Gugs prey on the ghasts that live in the Vaults of Zin (though prior to their banishment, they had been known to devour wayward dreamers). When in sufficient numbers, ghasts may likewise prey on the gugs. Though gugs would seem to have the advantage, they nonetheless superstitiously fear ghouls. The gugs often indulge in great feasts and, once engorged, retire to their great towers to sleep.

Wednesday, February 1, 2012

M

Munroe, Arthur: A reporter who accompanies the narrator in an investigation of Tempest Mountain and the ruins of the Martense manor in the Lovecraft short story "The Lurking Fear." He is slain while sheltering in a squatter shanty on the slopes of the mountain during a storm.

Saturday, January 28, 2012

Nitokris

Nitokris: Nitokris is a legendary figure who may actually have been the last pharaoh of the Sixth Dynasty. She appears as queen of the ghouls, leader of an army of abominable composite mummies, and consort of undead King Kephren in "Imprisoned with the Pharaohs," a short story H.P. Lovecraft ghost-wrote for Harry Houdini. Nitokris, "who once invited all her enemies to a feast in a temple below the Nile, and drowned them by opening the water-gates," is presented by Lovecraft as a sinister but beautiful woman, the right side of whose face has been "eaten away by rats or other ghouls."

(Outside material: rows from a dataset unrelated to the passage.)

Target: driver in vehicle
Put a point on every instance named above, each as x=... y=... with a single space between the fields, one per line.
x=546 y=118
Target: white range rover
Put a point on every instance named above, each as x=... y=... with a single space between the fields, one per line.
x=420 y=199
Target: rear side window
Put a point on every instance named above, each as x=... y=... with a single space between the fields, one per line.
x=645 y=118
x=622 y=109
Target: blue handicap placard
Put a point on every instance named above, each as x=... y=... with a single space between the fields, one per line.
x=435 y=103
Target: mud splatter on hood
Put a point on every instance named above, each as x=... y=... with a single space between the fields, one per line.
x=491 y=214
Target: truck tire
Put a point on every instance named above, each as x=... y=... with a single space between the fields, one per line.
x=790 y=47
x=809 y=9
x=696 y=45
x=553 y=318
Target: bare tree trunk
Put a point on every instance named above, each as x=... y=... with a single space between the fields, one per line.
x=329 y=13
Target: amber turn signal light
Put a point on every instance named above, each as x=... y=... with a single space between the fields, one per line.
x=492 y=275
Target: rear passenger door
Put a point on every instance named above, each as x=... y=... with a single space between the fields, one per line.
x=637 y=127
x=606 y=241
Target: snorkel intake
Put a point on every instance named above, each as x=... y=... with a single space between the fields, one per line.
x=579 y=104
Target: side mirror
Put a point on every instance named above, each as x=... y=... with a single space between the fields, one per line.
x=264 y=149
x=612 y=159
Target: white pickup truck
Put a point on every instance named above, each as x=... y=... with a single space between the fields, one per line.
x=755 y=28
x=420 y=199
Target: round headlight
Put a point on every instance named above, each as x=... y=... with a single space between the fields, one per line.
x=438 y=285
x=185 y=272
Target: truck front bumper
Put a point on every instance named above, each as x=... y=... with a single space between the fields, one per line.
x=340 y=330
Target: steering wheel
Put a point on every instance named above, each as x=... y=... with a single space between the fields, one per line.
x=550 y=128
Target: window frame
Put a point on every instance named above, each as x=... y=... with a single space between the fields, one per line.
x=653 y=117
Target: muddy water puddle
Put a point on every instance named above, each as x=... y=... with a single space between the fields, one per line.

Nitokris is the subject the "The Queen's Enemies," a play by Lord Dunsany, pointing once again to the heavy influence of that author on Lovecraft.

Tuesday, January 17, 2012

T

Tempest Mountain: A fictitious mountain set in the Catskill Mountains of New York state created by Lovecraft for his serialized short story "The Lurking Fear." It has a reputation in the local area for being haunted and is characterized by terrible storms and lightning strikes, fulgurites, and oddly-shaped mounds in the woods clinging to its slopes. Its peak is occupied by the ruins of the Martense family mansion, the remains of Dutch gardens, groves of misshapen trees, and the burying ground for the family.